The Death of a Friendship
I find myself to be a kind person. I find myself to be a loyal person. Therefore, if I consider a person a friend, they have passed a rigorous test that is unbeknownst to them. I do not remove the friendship unless an extreme situation arises.
Well, an extreme situation arose.
I befriended a busser. Spanish is her first language. We worked well together. While we cleaned tables in my section together, we would chat. I enjoyed the chats. I considered her a friend. She is jovial and kind. She is trustworthy.
One day, I had a party of three on the patio who were there for an extended period of time. There was a $5 bill at the end of the table. Etiquette dictated that the money is to remain untouched until the entire party left. The money may not be for me.

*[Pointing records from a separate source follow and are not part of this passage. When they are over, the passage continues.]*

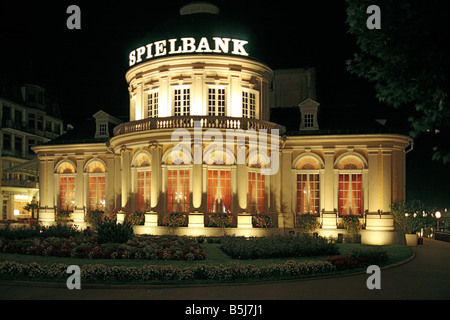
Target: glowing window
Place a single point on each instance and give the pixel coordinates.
(96, 167)
(219, 191)
(152, 104)
(248, 104)
(97, 193)
(97, 186)
(66, 193)
(256, 192)
(350, 163)
(66, 168)
(350, 194)
(144, 181)
(216, 102)
(177, 190)
(181, 106)
(308, 193)
(309, 120)
(308, 163)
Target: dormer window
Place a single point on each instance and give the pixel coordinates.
(103, 120)
(103, 129)
(308, 111)
(308, 118)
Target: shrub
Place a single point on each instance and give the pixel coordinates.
(63, 215)
(307, 222)
(99, 272)
(94, 217)
(262, 221)
(174, 219)
(351, 224)
(359, 258)
(369, 257)
(38, 231)
(136, 218)
(300, 245)
(342, 262)
(110, 231)
(222, 220)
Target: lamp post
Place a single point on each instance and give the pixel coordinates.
(438, 216)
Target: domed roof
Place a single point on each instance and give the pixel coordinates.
(200, 20)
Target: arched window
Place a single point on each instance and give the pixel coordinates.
(256, 196)
(308, 185)
(350, 194)
(177, 189)
(219, 182)
(97, 176)
(144, 181)
(178, 175)
(66, 186)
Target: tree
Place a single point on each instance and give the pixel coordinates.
(407, 59)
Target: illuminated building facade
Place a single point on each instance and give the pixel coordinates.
(29, 117)
(201, 139)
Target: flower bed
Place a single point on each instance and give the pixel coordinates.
(277, 247)
(150, 248)
(99, 272)
(358, 259)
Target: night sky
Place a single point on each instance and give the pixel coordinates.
(85, 69)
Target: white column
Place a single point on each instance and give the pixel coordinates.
(373, 181)
(387, 180)
(78, 213)
(126, 177)
(156, 176)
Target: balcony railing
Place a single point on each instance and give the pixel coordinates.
(189, 122)
(19, 183)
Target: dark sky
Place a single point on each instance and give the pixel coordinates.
(85, 69)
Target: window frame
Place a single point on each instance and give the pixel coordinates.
(217, 101)
(152, 103)
(181, 100)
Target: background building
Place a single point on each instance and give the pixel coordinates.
(29, 117)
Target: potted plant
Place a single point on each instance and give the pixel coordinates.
(307, 223)
(409, 216)
(352, 224)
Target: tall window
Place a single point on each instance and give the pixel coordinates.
(308, 193)
(216, 102)
(350, 196)
(66, 187)
(144, 182)
(152, 104)
(96, 186)
(256, 193)
(7, 141)
(103, 129)
(248, 104)
(219, 191)
(309, 120)
(181, 105)
(178, 190)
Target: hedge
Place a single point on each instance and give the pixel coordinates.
(277, 246)
(233, 271)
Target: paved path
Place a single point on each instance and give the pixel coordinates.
(426, 277)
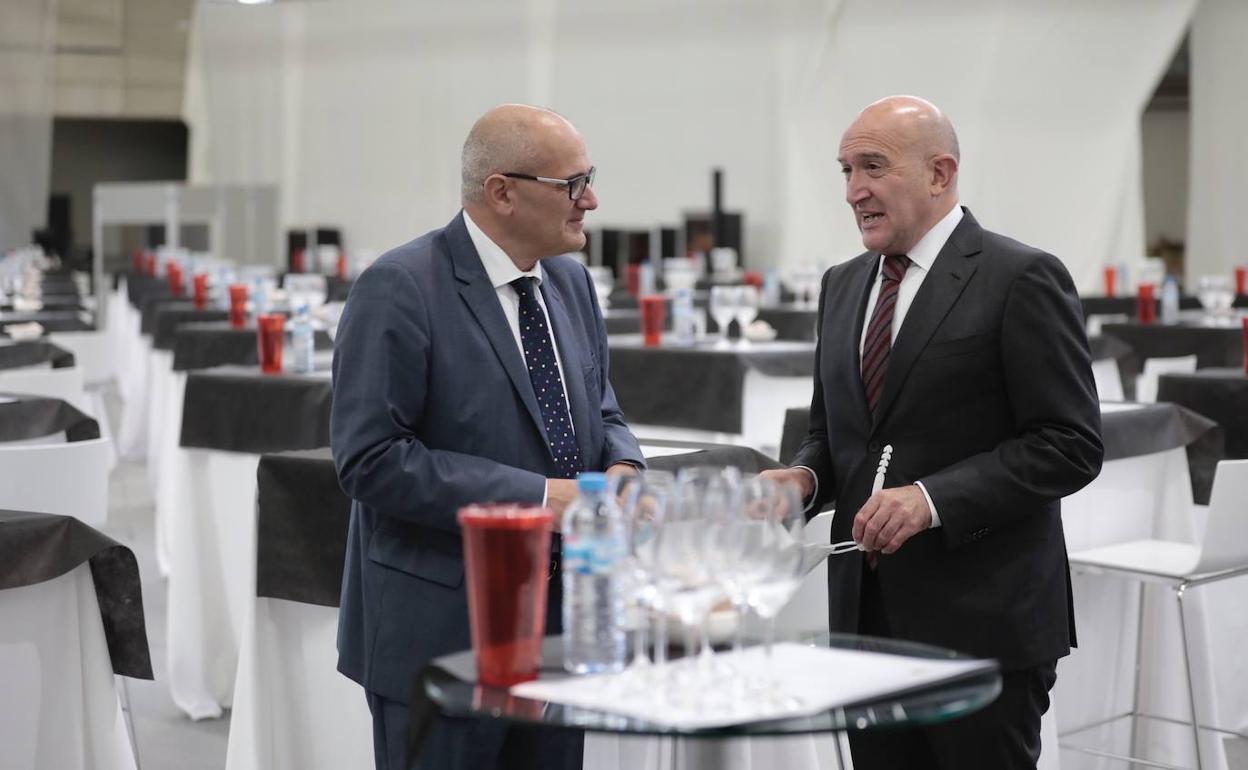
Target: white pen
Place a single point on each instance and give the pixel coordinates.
(885, 458)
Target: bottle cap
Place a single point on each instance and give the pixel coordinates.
(592, 481)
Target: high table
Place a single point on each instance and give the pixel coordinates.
(71, 617)
(449, 685)
(1221, 394)
(734, 389)
(291, 708)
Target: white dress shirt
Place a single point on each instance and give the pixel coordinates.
(922, 256)
(502, 271)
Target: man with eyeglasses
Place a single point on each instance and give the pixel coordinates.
(469, 367)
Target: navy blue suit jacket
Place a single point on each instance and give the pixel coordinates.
(433, 409)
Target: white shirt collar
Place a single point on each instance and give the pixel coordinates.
(926, 250)
(498, 266)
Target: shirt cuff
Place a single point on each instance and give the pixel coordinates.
(931, 506)
(814, 494)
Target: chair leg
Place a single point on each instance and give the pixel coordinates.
(1187, 663)
(1140, 667)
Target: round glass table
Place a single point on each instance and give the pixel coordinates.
(448, 685)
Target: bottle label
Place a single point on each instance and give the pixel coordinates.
(589, 555)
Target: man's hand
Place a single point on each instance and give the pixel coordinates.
(891, 517)
(559, 493)
(622, 469)
(799, 477)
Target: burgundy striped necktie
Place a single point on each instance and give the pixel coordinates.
(879, 331)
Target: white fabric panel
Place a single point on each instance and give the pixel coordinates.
(28, 38)
(1046, 99)
(60, 703)
(667, 91)
(1217, 229)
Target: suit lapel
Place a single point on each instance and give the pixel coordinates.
(572, 357)
(950, 273)
(482, 300)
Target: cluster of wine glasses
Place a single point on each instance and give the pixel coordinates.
(698, 539)
(1217, 296)
(729, 302)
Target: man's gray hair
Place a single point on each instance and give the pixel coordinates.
(492, 147)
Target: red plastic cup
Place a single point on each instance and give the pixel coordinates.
(237, 305)
(200, 290)
(268, 341)
(1246, 343)
(653, 307)
(507, 559)
(1146, 307)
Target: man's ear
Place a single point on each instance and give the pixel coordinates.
(944, 169)
(498, 195)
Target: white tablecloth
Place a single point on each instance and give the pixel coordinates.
(59, 706)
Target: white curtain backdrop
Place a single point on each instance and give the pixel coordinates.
(28, 35)
(358, 109)
(1217, 229)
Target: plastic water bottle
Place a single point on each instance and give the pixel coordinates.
(594, 547)
(683, 325)
(1170, 301)
(301, 341)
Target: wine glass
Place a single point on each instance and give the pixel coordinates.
(723, 308)
(746, 308)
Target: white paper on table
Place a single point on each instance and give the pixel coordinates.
(650, 451)
(818, 678)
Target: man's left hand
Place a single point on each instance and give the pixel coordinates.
(891, 517)
(622, 469)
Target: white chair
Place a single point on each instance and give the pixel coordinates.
(64, 383)
(1108, 380)
(1222, 554)
(92, 353)
(1146, 385)
(70, 478)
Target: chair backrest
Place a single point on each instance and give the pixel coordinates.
(92, 353)
(1226, 534)
(1146, 386)
(70, 478)
(1108, 380)
(65, 383)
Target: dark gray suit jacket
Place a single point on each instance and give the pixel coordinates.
(433, 409)
(989, 399)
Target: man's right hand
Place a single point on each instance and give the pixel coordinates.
(799, 477)
(559, 493)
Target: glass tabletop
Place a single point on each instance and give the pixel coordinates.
(449, 683)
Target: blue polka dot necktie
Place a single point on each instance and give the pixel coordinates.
(547, 385)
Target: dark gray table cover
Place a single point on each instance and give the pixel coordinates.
(199, 346)
(1128, 433)
(170, 316)
(697, 387)
(1218, 394)
(302, 517)
(33, 416)
(237, 408)
(38, 547)
(34, 352)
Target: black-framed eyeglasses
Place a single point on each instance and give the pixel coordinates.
(575, 185)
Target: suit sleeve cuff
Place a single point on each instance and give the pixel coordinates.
(814, 494)
(931, 506)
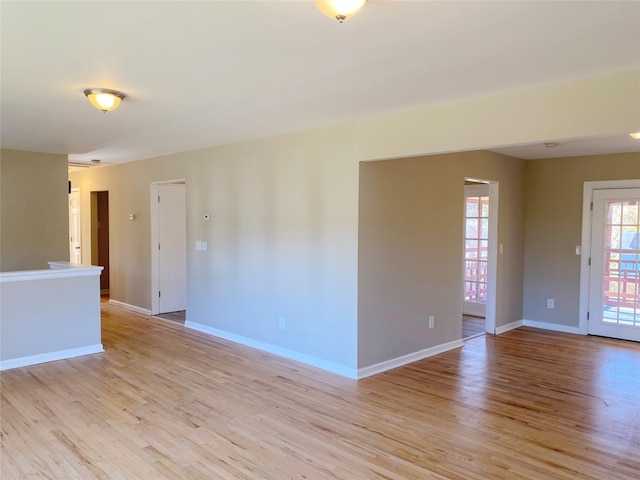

The restaurant has been closed for at least 30 minutes now. They were still there. I completed my other duties and then returned to the table. They were gone. The table was clean. The $5 bill was gone.
I looked around the floor near the table. I couldn’t find it. I asked the patio closer if he saw the money. He didn’t see the money. I became curious. The table was clean. Maybe the busser, my friend, saw the $5.
I bumped into her and asked her if she saw the $5 at the table. She immediately became very defensive. “I didn’t steal the money. I didn’t steal the money! Check my apron! Check the video tape! You’re accusing me of stealing your money. I’m not a thief. I’m not a thief!”
I was totally taken aback. She immediately went to the front of house manager. I went to the back of house manager. The conversation continued on the patio with both managers present.
It was a huge language barrier. That’s what it was. The more she accused me of calling her a thief, the more I denied the accusation. The more I denied the accusation, the more she thought I was accusing her of being a thief. We were both crying. We were both yelling. We were both sad.
The burden became so great that I fell on my knees. I was weak with grief. I wish….I wish I took a breath. Took a breath and just used my head! But the damage was done. It was done.
I tried my best to repair the damage. I arranged a meeting with her, the manager on duty, and a trusted bilingual server brother about 3 days later. We cleared the air. We all agreed that night was a huge misunderstanding. We explained the situation from our perspective. I thought the friendship was repaired. I was wrong.
There’s no more chats in any form now. There’s no more eye contact. No greetings. There’s friendly energy there at all. After all the work to repair the friendship, the friendship is still dead.
Now, I have no choice. I have to declare the friendship is dead. I’m heartbroken over this. I truly am.
I am learning one thing though. I’m learning to be joyful no matter what. I still work with her. This is the reality I face. I still choose to be cheerful and I still choose to control my fate.